記者会見のセオリー3
※この記事は、あくまでも緊急記者会見を実施する側の視点のみで書いたものです。被害者の気持ちとか、ファンの気持ちとかを重視する方は気分を害するだけですので読まないでください。
巨人の阿部監督が、暴行事件で逮捕されたことから監督を辞任した。
監督辞任の記者会見が、今でもインターネットで見れるようである。
その際の記者会見の内容が話題になっている。
私は、記者会見にはうるさく、弁護士向けのPR実務入門なんて本まで書いている。
今回は、この本に沿って、記者会見を総括してみたい。
1 最初に
この記者会見は、逮捕されて釈放された翌日に実施されている。
その間には、辞任届けを球団に提出したり、おそらく寝る間もなかったと思われる。
その中で、たくさんの決断をしなければならないのである。
それに対して、外野が何を語っても、それは、結果論に過ぎない。
2 形式面
会場は、どこかの会議室かと思われるが、特に気になる点はなかった。
服装も地味なスーツで、特に問題はない。
お辞儀について、入場の又は挨拶の際には、45度のお辞儀をするというのがセオリーであるが、席についてすぐしゃべり出したのは気になった。
ただ、ひととおり話し終わったあとにはしっかり頭をさげてたので、記者が写真をとるには十分だろう。
話し方も、普段、会見慣れしているからだろうか、立派なものであった。
3 話す内容
監督を辞任したことや、事件について口にすることなく、謝罪から始まったのは気になった。
弁護士が事前レクをして、監督は本当に言いたいことだけいうというパターンもあるのだが、今回がそうなのかはわからない。
監督がひととおり喋ったあと、おそらく弁護士であろうが娘さんから預かった手紙を代読しており、その内容を巡りネットではいろんな意見があるが、私の考えは後述するとおりである。
4 獲得目標と防御ライン
今回の記者会見は、何を獲得目標としたのかは気になった。
というのも、既に監督は辞任しているし、すぐに他の仕事というわけにもいかないので、ファンの皆様に辞任をご説明して、今後のメディアの殺到を防ごうくらいである。

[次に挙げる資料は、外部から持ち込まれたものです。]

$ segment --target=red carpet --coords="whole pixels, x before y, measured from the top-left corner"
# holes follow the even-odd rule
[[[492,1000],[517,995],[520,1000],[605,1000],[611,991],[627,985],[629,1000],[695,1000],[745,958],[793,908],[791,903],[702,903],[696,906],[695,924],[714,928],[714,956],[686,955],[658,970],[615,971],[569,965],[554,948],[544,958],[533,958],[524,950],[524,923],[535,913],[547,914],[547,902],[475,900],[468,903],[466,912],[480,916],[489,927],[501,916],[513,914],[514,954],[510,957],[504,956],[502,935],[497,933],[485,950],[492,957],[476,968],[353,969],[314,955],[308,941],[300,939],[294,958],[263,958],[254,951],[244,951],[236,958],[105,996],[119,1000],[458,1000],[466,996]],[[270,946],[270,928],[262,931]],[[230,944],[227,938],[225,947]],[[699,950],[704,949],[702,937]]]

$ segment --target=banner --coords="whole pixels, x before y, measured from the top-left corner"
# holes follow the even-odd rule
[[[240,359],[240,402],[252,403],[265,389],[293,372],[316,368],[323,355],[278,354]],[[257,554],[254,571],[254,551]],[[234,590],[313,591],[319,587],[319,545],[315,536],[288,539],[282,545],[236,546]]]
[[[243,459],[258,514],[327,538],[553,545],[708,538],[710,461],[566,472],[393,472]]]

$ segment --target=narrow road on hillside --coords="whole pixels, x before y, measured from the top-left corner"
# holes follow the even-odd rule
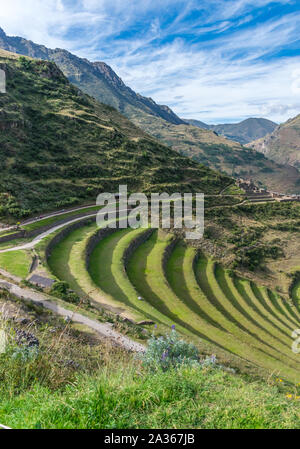
[[[109,338],[114,343],[119,346],[122,346],[127,351],[133,352],[144,352],[145,346],[137,343],[131,338],[126,337],[125,335],[116,332],[110,324],[108,323],[100,323],[97,320],[93,320],[85,315],[82,315],[78,312],[73,312],[71,310],[65,309],[62,306],[59,306],[54,301],[52,301],[45,294],[36,292],[35,290],[31,290],[29,288],[21,288],[11,282],[1,281],[0,280],[0,290],[6,290],[12,295],[16,296],[19,299],[27,300],[34,302],[38,306],[45,307],[48,310],[60,315],[64,318],[72,320],[74,323],[83,324],[90,329],[96,331],[100,336]]]
[[[13,246],[12,248],[1,249],[0,253],[8,253],[11,251],[19,251],[22,249],[34,248],[41,240],[43,240],[45,237],[48,237],[48,235],[53,234],[53,232],[58,231],[59,229],[64,228],[65,226],[68,226],[69,224],[75,223],[76,221],[80,221],[85,218],[92,218],[92,217],[95,217],[96,215],[97,214],[85,215],[83,217],[74,218],[73,220],[67,221],[66,223],[56,225],[53,228],[48,229],[48,231],[45,231],[42,234],[37,235],[31,242],[24,243],[24,245]]]
[[[38,221],[41,220],[45,220],[46,218],[51,218],[51,217],[58,217],[59,215],[64,215],[64,214],[68,214],[71,212],[77,212],[80,210],[84,210],[84,209],[89,209],[90,207],[96,206],[96,204],[90,204],[88,206],[81,206],[81,207],[77,207],[74,209],[61,209],[59,211],[56,212],[51,212],[50,214],[47,215],[40,215],[38,217],[35,218],[29,218],[28,220],[24,220],[22,221],[22,223],[20,223],[20,226],[25,226],[25,225],[29,225],[32,223],[37,223]],[[100,206],[99,206],[100,207]],[[4,232],[4,231],[10,231],[12,229],[14,229],[16,226],[9,226],[7,228],[0,228],[0,232]]]
[[[206,209],[216,209],[216,208],[220,208],[220,207],[228,208],[228,207],[240,206],[241,204],[244,204],[245,202],[247,202],[247,199],[244,199],[240,203],[237,203],[237,204],[225,204],[225,205],[220,204],[220,205],[217,205],[217,206],[207,207]],[[127,210],[128,209],[121,209],[121,210],[119,210],[119,212],[125,212]],[[65,227],[65,226],[67,226],[69,224],[75,223],[76,221],[80,221],[80,220],[83,220],[83,219],[86,219],[86,218],[95,217],[97,214],[98,214],[98,212],[95,212],[95,213],[93,213],[91,215],[83,215],[82,217],[77,217],[77,218],[70,219],[69,221],[67,221],[65,223],[53,226],[53,228],[48,229],[48,231],[45,231],[42,234],[39,234],[31,242],[24,243],[23,245],[19,245],[19,246],[14,246],[12,248],[2,249],[2,250],[0,250],[0,253],[8,253],[8,252],[12,252],[12,251],[18,251],[18,250],[34,248],[41,240],[43,240],[48,235],[53,234],[53,232],[56,232],[59,229]],[[106,212],[103,212],[103,213],[100,213],[99,215],[105,215],[105,214],[106,214]],[[60,215],[60,214],[58,214],[58,215]]]
[[[121,209],[121,210],[119,210],[119,212],[126,212],[126,211],[128,211],[128,209]],[[95,213],[93,213],[91,215],[83,215],[82,217],[77,217],[77,218],[70,219],[69,221],[67,221],[65,223],[61,223],[59,225],[53,226],[53,228],[48,229],[48,231],[45,231],[42,234],[37,235],[31,242],[24,243],[23,245],[13,246],[12,248],[1,249],[0,253],[8,253],[8,252],[11,252],[11,251],[19,251],[19,250],[22,250],[22,249],[34,248],[45,237],[48,237],[48,235],[53,234],[53,232],[56,232],[59,229],[64,228],[65,226],[68,226],[68,225],[70,225],[72,223],[75,223],[77,221],[85,220],[87,218],[96,217],[98,214],[99,215],[105,215],[106,213],[107,212],[102,212],[102,213],[95,212]]]
[[[226,188],[227,187],[225,187],[225,189]],[[228,197],[228,196],[233,196],[233,195],[222,195],[222,192],[220,192],[218,194],[211,194],[211,195],[205,195],[205,196],[206,197],[219,197],[219,196]],[[80,207],[73,208],[73,209],[61,209],[61,210],[58,210],[56,212],[51,212],[49,214],[39,215],[38,217],[34,217],[34,218],[28,218],[27,220],[22,221],[20,223],[20,226],[30,225],[32,223],[37,223],[39,221],[45,220],[47,218],[59,217],[60,215],[68,214],[68,213],[71,213],[71,212],[77,212],[77,211],[81,211],[81,210],[84,210],[84,209],[89,209],[90,207],[93,207],[93,206],[96,206],[96,204],[89,204],[89,205],[86,205],[86,206],[80,206]],[[16,226],[13,225],[13,226],[7,226],[6,228],[0,228],[0,232],[11,231],[15,227]]]

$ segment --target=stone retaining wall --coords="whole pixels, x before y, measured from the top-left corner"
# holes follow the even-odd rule
[[[128,210],[130,210],[130,208]],[[117,219],[118,219],[118,217],[117,217]],[[125,219],[125,222],[127,222],[127,219]],[[85,248],[85,266],[86,266],[87,270],[89,268],[91,254],[94,251],[95,247],[98,245],[98,243],[103,238],[105,238],[108,235],[113,234],[114,232],[118,231],[119,224],[120,224],[120,222],[117,222],[117,227],[116,228],[101,228],[101,229],[98,229],[98,231],[95,232],[95,234],[93,234],[90,237],[90,239],[89,239],[89,241],[87,243],[87,246]]]
[[[98,229],[97,232],[95,232],[95,234],[93,234],[89,240],[88,243],[86,245],[85,248],[85,267],[88,270],[89,268],[89,264],[90,264],[90,258],[91,258],[91,254],[94,251],[95,247],[98,245],[98,243],[105,237],[107,237],[110,234],[113,234],[114,232],[116,232],[118,230],[118,228],[103,228],[103,229]]]
[[[123,264],[125,270],[127,270],[128,262],[131,257],[131,255],[134,253],[134,251],[142,244],[145,243],[153,234],[154,229],[147,229],[145,232],[140,234],[137,238],[132,240],[130,242],[130,245],[126,248],[123,255]]]
[[[15,234],[8,234],[0,237],[0,243],[10,242],[11,240],[21,239],[25,237],[25,231],[18,231]]]
[[[197,251],[196,256],[194,257],[194,260],[193,260],[193,271],[194,271],[194,273],[196,273],[196,265],[198,263],[198,260],[200,259],[200,256],[201,256],[200,251]]]
[[[64,229],[62,229],[58,234],[56,234],[55,237],[49,242],[48,246],[45,250],[45,257],[46,260],[49,259],[49,257],[52,254],[53,249],[56,245],[58,245],[65,237],[67,237],[70,232],[75,231],[76,229],[81,228],[82,226],[85,226],[89,223],[92,223],[93,218],[89,217],[80,221],[76,221],[75,223],[72,223],[70,226],[66,226]]]
[[[163,269],[163,274],[166,279],[167,279],[167,276],[166,276],[167,263],[172,254],[173,249],[175,248],[175,246],[177,245],[178,242],[179,242],[179,238],[174,237],[174,239],[169,243],[169,245],[166,247],[166,249],[164,251],[163,260],[162,260],[162,269]]]

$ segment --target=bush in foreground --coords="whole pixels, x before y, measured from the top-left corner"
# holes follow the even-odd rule
[[[153,335],[148,341],[147,350],[141,356],[141,360],[144,366],[163,371],[176,369],[182,365],[206,366],[216,362],[214,356],[200,360],[197,347],[182,340],[174,329],[171,333],[158,338]]]
[[[32,354],[28,348],[34,342],[29,335],[33,330],[36,332],[30,328],[26,334],[19,334],[20,340],[14,330],[6,328],[11,341],[7,351],[0,354],[0,423],[9,427],[300,426],[297,387],[284,385],[282,379],[270,379],[267,384],[233,375],[216,367],[211,359],[203,363],[195,347],[182,342],[174,332],[161,340],[150,340],[148,356],[152,354],[152,359],[148,361],[152,361],[146,367],[143,361],[116,348],[108,347],[104,353],[102,344],[86,357],[82,357],[84,346],[78,347],[72,354],[75,362],[79,355],[82,357],[81,366],[76,368],[69,363],[72,340],[65,331],[59,331],[51,341],[52,333],[45,329],[38,334],[39,345],[33,345],[36,351]],[[171,342],[166,369],[157,361]],[[183,351],[187,351],[185,357]],[[96,363],[88,369],[91,355],[96,354]]]

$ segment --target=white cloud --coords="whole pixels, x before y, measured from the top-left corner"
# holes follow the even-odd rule
[[[293,0],[0,0],[0,26],[104,60],[134,90],[181,116],[283,121],[299,113],[300,57],[278,61],[272,54],[298,39],[300,14],[237,28],[252,21],[254,7],[270,3]],[[199,16],[191,22],[193,10]],[[168,23],[167,11],[176,11]],[[137,26],[137,33],[126,34]],[[214,39],[196,43],[207,33]]]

監督を続けるために、レピュテーションダウンを避けなければならない事案とこのあたりが大きく異なる。
刑事事件としても、罰金以上にはならないであろう。
すると、防御ラインというのも特に設定することもなくて、事実をコンパクトに説明することは注意すべきというくらいである。
それを踏まえて、長女さんのお手紙の手紙を代読しているのを見て、私が、強く違和感を感じたのは、このお手紙で何を獲得しようと思っていたのかということである。
被害者の手紙を、加害者の弁護士が読むことの違和感を指摘する者もいたが、そんな形式は問題ではない。
弁護士が作文したとか、弁護士が書かせたとか勘ぐる弁護士もいるが、そんな邪推も問題ではない。
私が問題視したのは、この手紙で何をしたかったのか?ということである。
既に、監督は辞任しているし、他に、このお手紙で得るものはない。
他方、あの内容の手紙を読めば、長女が無思慮に児相に相談したので父が監督を辞任せざるを得なくなったと理解して、激しい批判をする者がでてくることは容易に予想出来る。
激しい批判や中傷を長女に背負わせてまで、獲得しようとしたものはなにだったのか。
もちろん、手紙は長女の意思であろう。強く希望したのかもしれない。
しかし、暖かく見守ってほしいと言っても現実論としては難しい。
というわけで、最初に話しが戻るのである。